Case of the month #11: Post Stroke Pain

Published: 04/01/2022

Types of post stroke pain syndromes

1.    Some patients present with symptoms suggestive of complex regional pain syndrome CRPS.  The area affected shows dysesthesia and allodynia and the area affected corresponds to the lesion causing the stroke, with frequent involvement of the face, hand and foot, sometimes spreading up to affect the upper parts of the upper and lower limb.
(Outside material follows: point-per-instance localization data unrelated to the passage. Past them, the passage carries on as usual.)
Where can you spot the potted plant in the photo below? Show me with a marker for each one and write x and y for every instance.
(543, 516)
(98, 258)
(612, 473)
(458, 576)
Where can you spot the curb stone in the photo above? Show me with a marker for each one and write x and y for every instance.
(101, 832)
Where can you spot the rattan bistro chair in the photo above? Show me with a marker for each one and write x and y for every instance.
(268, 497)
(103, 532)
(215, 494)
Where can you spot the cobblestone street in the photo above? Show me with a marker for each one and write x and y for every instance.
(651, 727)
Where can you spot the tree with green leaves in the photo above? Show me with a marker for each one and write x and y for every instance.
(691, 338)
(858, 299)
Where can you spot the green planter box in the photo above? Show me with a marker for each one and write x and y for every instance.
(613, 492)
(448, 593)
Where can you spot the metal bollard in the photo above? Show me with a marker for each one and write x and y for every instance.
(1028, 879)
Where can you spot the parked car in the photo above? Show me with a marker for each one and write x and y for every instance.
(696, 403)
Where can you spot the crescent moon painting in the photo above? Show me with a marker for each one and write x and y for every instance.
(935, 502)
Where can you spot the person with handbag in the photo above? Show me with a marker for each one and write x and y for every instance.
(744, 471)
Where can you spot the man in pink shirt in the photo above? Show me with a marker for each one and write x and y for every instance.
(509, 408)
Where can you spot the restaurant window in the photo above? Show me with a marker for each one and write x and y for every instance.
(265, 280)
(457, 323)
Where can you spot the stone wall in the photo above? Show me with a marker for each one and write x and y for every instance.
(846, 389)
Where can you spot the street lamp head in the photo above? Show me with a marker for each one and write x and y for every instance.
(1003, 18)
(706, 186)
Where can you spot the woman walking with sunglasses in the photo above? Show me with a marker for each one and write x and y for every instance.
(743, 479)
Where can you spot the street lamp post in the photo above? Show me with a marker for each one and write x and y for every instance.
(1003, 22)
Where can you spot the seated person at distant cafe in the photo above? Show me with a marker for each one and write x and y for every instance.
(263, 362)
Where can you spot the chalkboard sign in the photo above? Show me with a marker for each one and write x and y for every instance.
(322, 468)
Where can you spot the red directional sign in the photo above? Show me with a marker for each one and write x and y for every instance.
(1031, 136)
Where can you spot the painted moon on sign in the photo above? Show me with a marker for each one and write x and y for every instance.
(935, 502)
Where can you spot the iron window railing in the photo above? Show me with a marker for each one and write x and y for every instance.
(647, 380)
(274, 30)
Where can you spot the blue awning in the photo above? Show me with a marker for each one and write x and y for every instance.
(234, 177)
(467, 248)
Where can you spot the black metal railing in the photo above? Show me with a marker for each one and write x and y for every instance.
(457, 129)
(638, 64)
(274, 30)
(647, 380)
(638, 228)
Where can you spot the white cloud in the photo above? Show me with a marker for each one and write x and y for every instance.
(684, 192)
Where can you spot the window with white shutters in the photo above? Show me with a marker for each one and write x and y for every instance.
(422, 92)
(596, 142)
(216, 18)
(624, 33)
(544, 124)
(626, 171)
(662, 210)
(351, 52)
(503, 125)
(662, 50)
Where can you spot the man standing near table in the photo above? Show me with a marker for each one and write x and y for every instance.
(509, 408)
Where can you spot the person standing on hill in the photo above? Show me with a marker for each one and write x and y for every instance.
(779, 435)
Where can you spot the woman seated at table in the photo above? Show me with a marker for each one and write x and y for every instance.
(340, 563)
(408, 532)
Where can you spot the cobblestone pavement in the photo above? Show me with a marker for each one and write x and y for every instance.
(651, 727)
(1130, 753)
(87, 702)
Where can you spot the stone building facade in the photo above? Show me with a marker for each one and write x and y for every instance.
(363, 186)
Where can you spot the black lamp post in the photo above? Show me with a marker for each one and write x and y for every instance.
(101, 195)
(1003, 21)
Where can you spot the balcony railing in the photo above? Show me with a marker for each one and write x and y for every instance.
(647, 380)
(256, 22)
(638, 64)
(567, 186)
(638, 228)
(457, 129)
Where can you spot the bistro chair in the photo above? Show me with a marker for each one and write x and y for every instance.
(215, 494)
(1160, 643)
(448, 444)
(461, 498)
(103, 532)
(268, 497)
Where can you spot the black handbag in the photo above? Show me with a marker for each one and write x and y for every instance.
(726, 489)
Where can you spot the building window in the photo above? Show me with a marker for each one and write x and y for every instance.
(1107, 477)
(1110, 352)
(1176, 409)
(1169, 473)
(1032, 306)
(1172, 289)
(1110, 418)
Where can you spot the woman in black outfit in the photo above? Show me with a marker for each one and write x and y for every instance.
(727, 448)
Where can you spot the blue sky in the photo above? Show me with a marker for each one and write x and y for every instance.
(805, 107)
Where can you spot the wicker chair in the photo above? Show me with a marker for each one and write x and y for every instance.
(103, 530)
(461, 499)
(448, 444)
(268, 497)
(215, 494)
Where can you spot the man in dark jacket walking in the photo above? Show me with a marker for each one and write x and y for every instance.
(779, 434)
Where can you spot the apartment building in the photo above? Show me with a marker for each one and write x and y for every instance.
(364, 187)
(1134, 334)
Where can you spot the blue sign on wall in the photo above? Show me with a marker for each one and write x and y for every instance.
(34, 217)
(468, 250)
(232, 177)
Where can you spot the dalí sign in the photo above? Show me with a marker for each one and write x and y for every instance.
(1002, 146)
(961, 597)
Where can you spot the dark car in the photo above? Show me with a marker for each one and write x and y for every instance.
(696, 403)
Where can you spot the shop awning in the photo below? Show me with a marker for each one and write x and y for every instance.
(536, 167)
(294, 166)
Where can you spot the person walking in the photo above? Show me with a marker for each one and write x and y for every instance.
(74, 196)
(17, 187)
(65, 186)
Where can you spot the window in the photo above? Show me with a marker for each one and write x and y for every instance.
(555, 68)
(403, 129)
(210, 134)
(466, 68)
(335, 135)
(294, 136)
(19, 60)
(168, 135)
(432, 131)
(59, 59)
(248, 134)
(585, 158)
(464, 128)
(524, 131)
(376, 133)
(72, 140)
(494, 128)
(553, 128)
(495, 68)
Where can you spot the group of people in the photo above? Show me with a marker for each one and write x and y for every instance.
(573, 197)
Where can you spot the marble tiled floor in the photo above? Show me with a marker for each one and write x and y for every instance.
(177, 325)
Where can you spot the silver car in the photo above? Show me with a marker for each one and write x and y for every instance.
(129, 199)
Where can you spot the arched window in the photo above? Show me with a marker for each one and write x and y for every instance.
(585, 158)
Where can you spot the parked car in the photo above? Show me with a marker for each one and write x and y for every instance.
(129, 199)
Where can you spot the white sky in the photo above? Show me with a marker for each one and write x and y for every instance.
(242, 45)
2.    Central post stroke pain is a common pain syndrome after stroke, estimated to occur in over one-third of cases of post-stroke pain. Most commonly, it develops within 3 to 6 months of stroke although it may occur sooner.  Symptom onset is often gradual, usually associated with improved subjective sensory loss and the appearance of dysaesthesia. The pain is quite severe and constant. CPSP is commoner in younger stroke victims who are reported to be twice as likely to develop this horrid pain. Most patients report a constant pain with superimposed lancinating pain as well as hyperalgesia and allodynia on examination.  Patients who have sustained a thalamic stroke are more likely to develop CPSP.  Dejerine-Roussy Syndrome occurs in around one third of cases of Central post stroke pain and is associated with thalamic strokes. 
However central post stroke pain can also occur with strokes affecting the spinothalamic tracts, and brain stem as well as the cortex. Strokes affecting the right hemisphere are more commonly associated with pain. 

3.    Post stroke shoulder pain occurs in as much as 20% of patients by as early as two weeks following a stroke. Subluxation of the shoulder joint occurs due to loss of muscle strength and can result in significant disability thwarting patients from reaching their maximum functional potential.  Adequate strength in the shoulder joints is important to allow patients to transfer from bed to chair, maintain balance and many aspects of daily living. 

When the shoulder subluxates, the glenohumeral joint moves apart and there will be a palpable gap between the acromion and the humeral head. The subluxation can also impinge on the brachial plexus, in turn compounding pain.

4.    Spasticity related pain post stroke is common, and associated with hypertonic muscles. One quarter of patients will develop hypertonic muscles soon after sustaining a stroke. 

5.    Headaches are commonly reported in the initial stages and these may be tension type or vascular type. Patients with previous history of headaches are more likely to report headaches in the acute phase and also six months post stroke.